24/04/07 (B392-B) AP – La Somalie face à une crise humanitaire (Info lectrice)

MOGADISCIO
(AP) – A Mogadiscio, tous les lits de l’hôpital Medina sont occupés,
les bandages vont bientôt manquer pour les blessés, les réserves
de médicaments sont à sec. Alors que les combats continuent,
la Somalie s’achemine vers l’une des pires crises humanitaires de sa chaotique
histoire.

“Nous sommes surchargés”, souligne
Dahir Dhere, directeur de l’hôpital Medina, plus grand centre médical
de Mogadiscio, alors que les patients continuent à affluer. Six jours
consécutifs de combats ont fait plus de 250 morts dans la capitale
somalienne.

Au début du mois, une organisation locale de défense des droits
de l’Homme avait estimé à un millier le nombre de morts en à
peine plus de quatre jours. Plus de 320.000 des deux millions d’habitants
de Mogadiscio ont pris le chemin de l’exil depuis février.

Ahmed Mohamed, 32 ans, a été grièvement blessé
à la jambe droite par un tir de mortier. “Les médecins
m’ont dit que je mourrais si je n’étais pas amputé”, explique-t-il
en larmes à l’hôpital Keysaney, également bondé
avec près de 200 patients. “Je dois les laisser faire.”

Le Premier ministre Ali Mohamed Gedi a affirmé lundi que son gouvernement
intérimaire était en train de gagner la bataille contre les
insurgés islamistes et a demandé un plus grand soutien de la
part de la communauté internationale alors que les combats ravagent
Mogadiscio.
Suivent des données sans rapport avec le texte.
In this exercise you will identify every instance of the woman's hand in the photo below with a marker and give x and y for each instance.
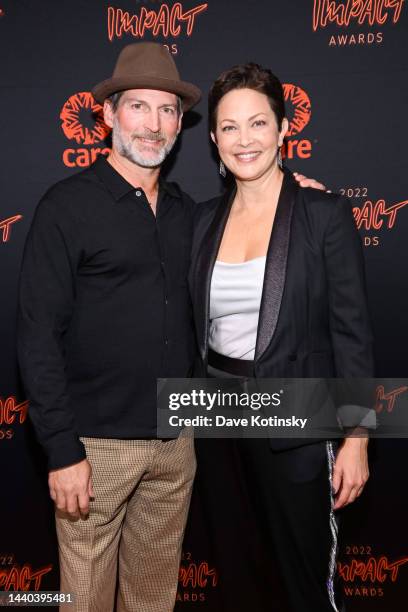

Au moins 18 civils ont été tués pour la seule
journée de lundi, selon Sudan Ali Ahmed, président de l’Organisation
des droits de l’Homme Elman.

La Somalie est plongée dans le chaos depuis le renversement en 1991
du dictateur Mohamed Siad Barré par des chefs de guerre, qui se sont
ensuite combattus. Un gouvernement national a été mis sur pied
en 2004, mais il n’exerce aucun contrôle réel sur le pays.

En 2006, les forces de Tribunaux islamiques ont contrôlé Mogadiscio
et une grande partie du sud de la Somalie pendant six mois, durant lesquels
le pays a connu sa période la plus paisible depuis 1991. Elles ont
été chassées du pouvoir en décembre par les soldats
somaliens et éthiopiens, soutenus par les forces spéciales américaines,
qui accusent les islamistes de liens avec Al-Qaïda. Les insurgés
ont juré de se battre jusqu’à ce que la Somalie devienne un
émirat islamique.

A cause des combats, la capitale et les villes voisines sont devenues le théâtre
de scènes de désespoir. Les femmes et les enfants fuient à
pied, emportant de maigres effets personnels, et dorment sur le bord de la
route. A Afgoye, à une trentaine de kilomètres de Mogadiscio,
des réfugiés se sont battus pour pouvoir s’installer à
l’ombre sous un arbre.
“Tout le monde voulait s’asseoir sous
l’arbre”, expliquait Asha Hassan Mohamed, mère de sept enfants,
qui a atteint la localité la semaine dernière, mais est retournée
à Mogadiscio car elle ne trouvait pas de nourriture.

Selon les Nations unies, les combats ont déclenché la pire crise
humanitaire dans l’histoire récente du pays, de nombreux habitants
étant coincés dans la capitale en raison du blocage des routes
la reliant au reste du pays.

Beaucoup de ceux qui n’ont pas fui Mogadiscio sont trop vulnérables
pour partir, comme les malades et les handicapés, explique Catherine
Weibel, porte-parole du Haut Commissariat de l’ONU pour les réfugiés.